Parsons-Erb was born in October of 1915 in the town of Caribou, Maine, in rural Aroostook County in the far north of the state along the Canadian border. She attended Caribou High School, where according to her, “she didn’t do anything outstanding.” After completing high school, she enrolled in a nursing education program at Caribou’s Carey Memorial Hospital. She then registered for follow-on training at the Portland Memorial Hospital and made a final move to Fordham in New York City. [USAF Medical Service Oral History Program, Pg .1, November 7, 1991]
Capt. Parsons-Erb was no stranger to military service before commissioning in the Air National Guard. She served in the Army Women’s Air Corps as a flight nurse at the outbreak of World War II. She held nursing roles in European and Pacific theaters during WWII. Parsons-Erb once saw President Franklin Delano Roosevelt and British Prime Minister Winston Churchill during a layover in Casablanca. [USAF Medical Service Oral History Program, Pg.13, November 7, 1991]
Parsons-Erb also stepped forward to serve again when the Korean War broke out in 1950, helping run medical evacuation flights from combat zones to Japan. [USAF Medical Service Oral History Program, Pg.15, November 7, 1991]
Captain Parsons-Erb assumed various responsibilities and leadership positions within the New York Air National Guard while balancing a demanding civilian nursing career.
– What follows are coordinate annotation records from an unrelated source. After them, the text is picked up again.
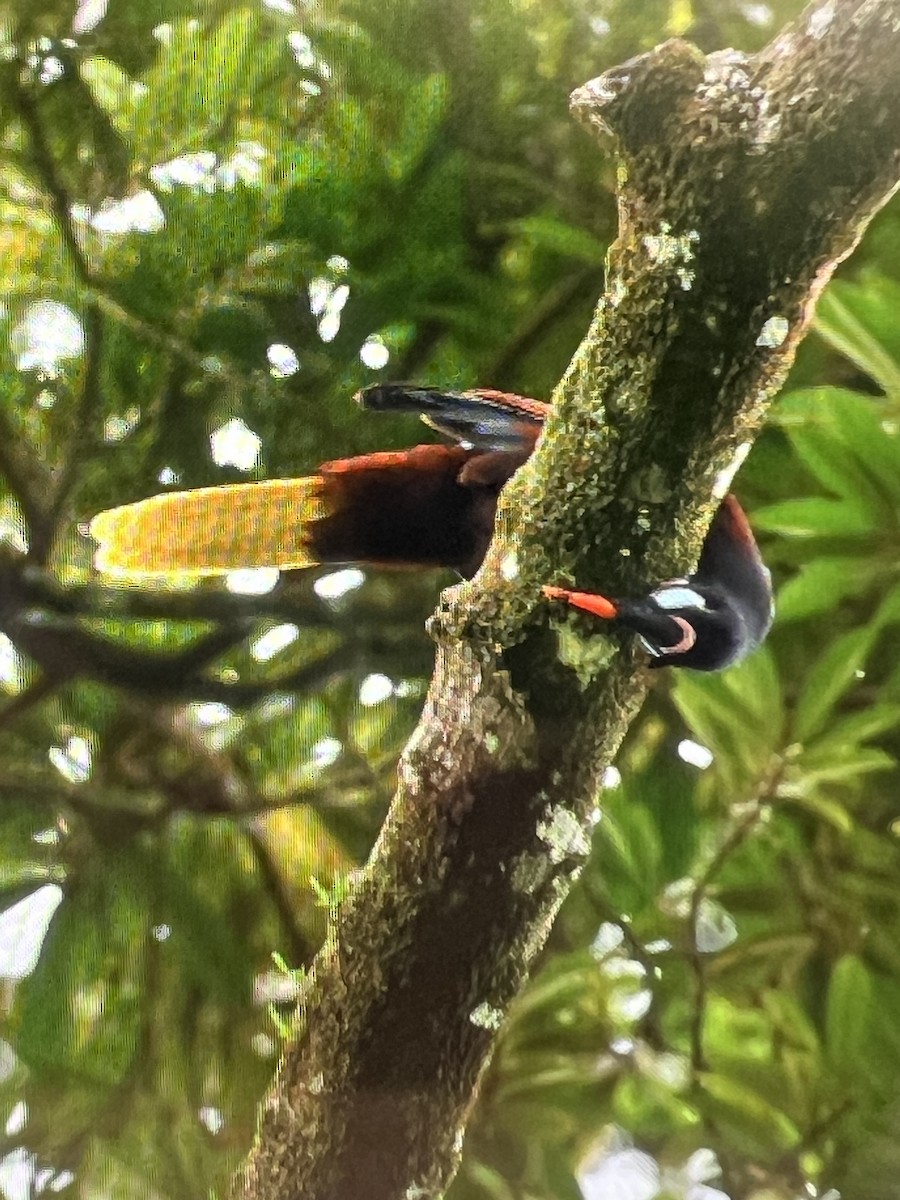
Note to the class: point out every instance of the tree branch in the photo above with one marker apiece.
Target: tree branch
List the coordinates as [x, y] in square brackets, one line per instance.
[748, 180]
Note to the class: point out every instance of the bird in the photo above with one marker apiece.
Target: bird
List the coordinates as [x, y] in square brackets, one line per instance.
[435, 505]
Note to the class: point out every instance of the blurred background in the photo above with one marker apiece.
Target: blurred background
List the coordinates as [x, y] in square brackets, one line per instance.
[219, 220]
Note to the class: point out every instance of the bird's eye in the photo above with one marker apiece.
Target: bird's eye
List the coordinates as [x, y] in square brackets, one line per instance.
[678, 598]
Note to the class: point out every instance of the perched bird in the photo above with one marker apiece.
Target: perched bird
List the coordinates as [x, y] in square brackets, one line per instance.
[708, 621]
[433, 505]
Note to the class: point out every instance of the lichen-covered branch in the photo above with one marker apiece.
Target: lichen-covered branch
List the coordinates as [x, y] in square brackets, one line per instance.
[745, 180]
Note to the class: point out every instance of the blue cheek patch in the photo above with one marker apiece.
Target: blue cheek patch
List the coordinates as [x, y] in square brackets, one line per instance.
[670, 599]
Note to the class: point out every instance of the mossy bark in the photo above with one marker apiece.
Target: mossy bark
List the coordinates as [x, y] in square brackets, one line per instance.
[744, 180]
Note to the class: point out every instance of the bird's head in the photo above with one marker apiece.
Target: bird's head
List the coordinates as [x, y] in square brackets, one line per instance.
[708, 621]
[681, 624]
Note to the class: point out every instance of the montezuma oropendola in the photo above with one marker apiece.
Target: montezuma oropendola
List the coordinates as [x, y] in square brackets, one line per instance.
[433, 505]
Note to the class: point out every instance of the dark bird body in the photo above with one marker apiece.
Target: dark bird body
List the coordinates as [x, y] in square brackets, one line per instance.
[435, 505]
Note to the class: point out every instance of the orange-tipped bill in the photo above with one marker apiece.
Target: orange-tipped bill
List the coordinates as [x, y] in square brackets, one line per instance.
[588, 601]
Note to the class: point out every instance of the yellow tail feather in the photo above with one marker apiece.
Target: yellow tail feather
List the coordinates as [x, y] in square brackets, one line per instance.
[210, 529]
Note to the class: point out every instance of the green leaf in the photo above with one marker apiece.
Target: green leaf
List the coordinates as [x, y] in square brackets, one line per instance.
[113, 90]
[816, 517]
[759, 1125]
[821, 585]
[835, 672]
[813, 420]
[550, 233]
[79, 1011]
[849, 1013]
[846, 333]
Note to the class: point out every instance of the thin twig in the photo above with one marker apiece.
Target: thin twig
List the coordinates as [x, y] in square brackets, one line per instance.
[737, 835]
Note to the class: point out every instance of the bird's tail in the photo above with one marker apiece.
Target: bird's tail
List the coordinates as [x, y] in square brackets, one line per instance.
[402, 508]
[211, 529]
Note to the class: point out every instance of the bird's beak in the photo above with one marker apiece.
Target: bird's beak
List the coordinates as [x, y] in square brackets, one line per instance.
[588, 601]
[660, 633]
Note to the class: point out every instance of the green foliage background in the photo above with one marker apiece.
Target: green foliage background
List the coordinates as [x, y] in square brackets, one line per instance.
[727, 973]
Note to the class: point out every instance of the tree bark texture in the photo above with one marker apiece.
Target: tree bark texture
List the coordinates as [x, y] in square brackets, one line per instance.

She served as a chief nurse, flight evacuation coordinator, and educator during her Guard career. During her Guard service was active in professional military medical organizations and became the first female member of the National Guard Association of the United States. She retired from the New York Guard as a Colonel in 1969 after nearly 27 years in and out of uniform. [USAF Medical Service Oral History Program, New York News Day Obituary, October 1991]
Norma Parsons-Erb wasn’t the only female reserve officer commissioned at this time. Over the next two years, 1st Lt. Sylvia Marie St. Charles Law of Alabama was the first woman to join the Army National Guard in January 1957. Law’s and Parsons-Erb’s service options by today’s standards were limited; their Guard service opened more opportunities for women to serve in the coming decades beyond nursing.
It was not until after the Vietnam War’s ending that more military service opportunities opened for women as Congress pushed reforms as part of the Total Force Policy. From 1967 to 1972, Congress passed legislation mandating the Army National Guard open enlistment options for women. The Guard then began aggressively recruiting women as part of an effort to recover from Vietnam’s negative impact on the reserve forces. The end of the draft also forced the Pentagon to make the National Guard more representative of American society. Though barred by law from combat positions, close to 30,000 women by the 1990s were serving in the Army National Guard alone.
The Post-Vietnam War decades also saw several trailblazers within the Guard, such as fellow nurse Major General Roberta V. Mills, the first female general officer in the National Guard. Women in the Guard also demonstrated themselves in combat. Sgt. Leigh Ann Hester became the first female to receive the Silver Star since World War II and the first ever to be cited for valor in combat for actions she took during an ambush in Iraq in 2005. Most recently, Capt. Katie Lunning was the first Air Guard nurse to receive the Distinguished Flying Cross for saving American and Afghan lives during the 2021 Afghanistan Evacuation flights.
Norma Parson Erb’s uniform and Leigh Ann Hester’s uniform is on display at the National Guard Memorial Museum in Washington, D.C, as a testament to their groundbreaking service.